Ankara renews threat to seal border with Kurdistan

The renewed Turkish threat to cut the tens of billions worth commercial ties with Kurdistan came as Prime Minister Binali Yildirim is expected to embark on a visit to Baghdad on Sunday.

ERBIL, Kurdistan Region (Kurdistan 24) – Turkey will shut down a vital border crossing and its trade with the Kurdistan Region gradually and in tandem with the governments in Baghdad and Tehran in response to Erbil's quest for statehood, said a top aide for President Recep Tayyip Erdogan on Thursday.

"We by no means harbor any intentions or thoughts of punishing Iraq's Kurds. What we are against is the initiative to divide [Iraq]," Erdogan's spokesperson Ibrahim Kalin told reporters in Istanbul.
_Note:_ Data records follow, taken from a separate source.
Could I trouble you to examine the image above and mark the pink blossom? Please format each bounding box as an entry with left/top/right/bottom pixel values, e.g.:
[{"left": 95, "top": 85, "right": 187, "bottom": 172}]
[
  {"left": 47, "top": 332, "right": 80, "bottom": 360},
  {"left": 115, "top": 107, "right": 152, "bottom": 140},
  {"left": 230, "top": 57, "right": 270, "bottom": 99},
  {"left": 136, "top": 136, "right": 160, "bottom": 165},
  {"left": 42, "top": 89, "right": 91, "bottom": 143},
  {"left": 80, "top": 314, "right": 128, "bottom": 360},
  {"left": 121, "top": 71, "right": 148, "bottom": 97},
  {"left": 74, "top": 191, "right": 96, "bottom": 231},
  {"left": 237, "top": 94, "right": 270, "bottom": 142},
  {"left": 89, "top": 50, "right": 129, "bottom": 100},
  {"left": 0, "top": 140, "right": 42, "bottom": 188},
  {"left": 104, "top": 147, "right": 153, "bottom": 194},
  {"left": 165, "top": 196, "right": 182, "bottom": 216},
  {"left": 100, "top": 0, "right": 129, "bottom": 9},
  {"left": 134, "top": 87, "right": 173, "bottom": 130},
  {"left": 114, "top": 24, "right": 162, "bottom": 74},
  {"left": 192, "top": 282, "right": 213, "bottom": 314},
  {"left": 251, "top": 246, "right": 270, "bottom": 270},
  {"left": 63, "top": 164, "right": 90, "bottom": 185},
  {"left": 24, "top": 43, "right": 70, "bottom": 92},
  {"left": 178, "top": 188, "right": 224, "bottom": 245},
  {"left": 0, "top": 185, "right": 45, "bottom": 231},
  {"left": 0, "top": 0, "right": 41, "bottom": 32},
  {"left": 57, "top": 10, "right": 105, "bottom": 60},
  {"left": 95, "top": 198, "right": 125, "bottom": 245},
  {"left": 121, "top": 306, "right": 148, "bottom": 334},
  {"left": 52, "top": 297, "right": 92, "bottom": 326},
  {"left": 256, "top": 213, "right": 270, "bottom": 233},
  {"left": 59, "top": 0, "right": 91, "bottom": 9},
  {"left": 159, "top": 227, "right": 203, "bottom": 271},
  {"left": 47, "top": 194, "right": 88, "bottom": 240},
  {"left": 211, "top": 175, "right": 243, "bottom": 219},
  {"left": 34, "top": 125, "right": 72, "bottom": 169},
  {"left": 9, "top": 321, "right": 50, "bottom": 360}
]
However, he said punitive measures Turkey and Iran were mulling in retaliation to the Kurdistan leadership's decision to hold a referendum on independence from Iraq last month "would hurt the Kurds."

"[Changing the borders] harms not only Iraq's territorial integrity but also our Kurdish brothers who live in the Kurdish region," Kalin emphasized, refraining from using Kurdistan's constitutionally and internationally recognized name.

He reiterated his country's call for the Kurdish leadership to "immediately" reverse the results of the referendum.

The renewed Turkish threat to cut tens-of-billions-worth commercial ties with Kurdistan comes as Prime Minister Binali Yildirim is expected to embark on a visit to Baghdad Sunday to meet with his Iraqi counterpart, Haider al-Abadi.

Both governments have been looking for an alternative border crossing that could bypass the Kurdistan Region as the entirety of Turkish goods shipped to Iraq go through Kurdistan Regional Government-administered (KRG) areas. 

Yildirim's cabinet members have proposed a narrow passageway, where the borders of Turkey, Iraq, and Syria which divide the Kurds converge.

“We have proposed Baghdad the opening of a new gate in Ovakoy, west of the currently-used Khabur gate, and we expect it will be approved," Yildirim recently told the media.

But the Iraqi side of Ovakoy, too, is under the Kurdistan Region's control.

On Wednesday, a Kurdish official ruled out the opening of any new border crossing without Kurdistan's permission.

“No border crossing could open in the Kurdistan Region without the official approval of the Kurdistan Regional Government (KRG),” said Secretary-General of the Peshmerga. Jabar Yawar.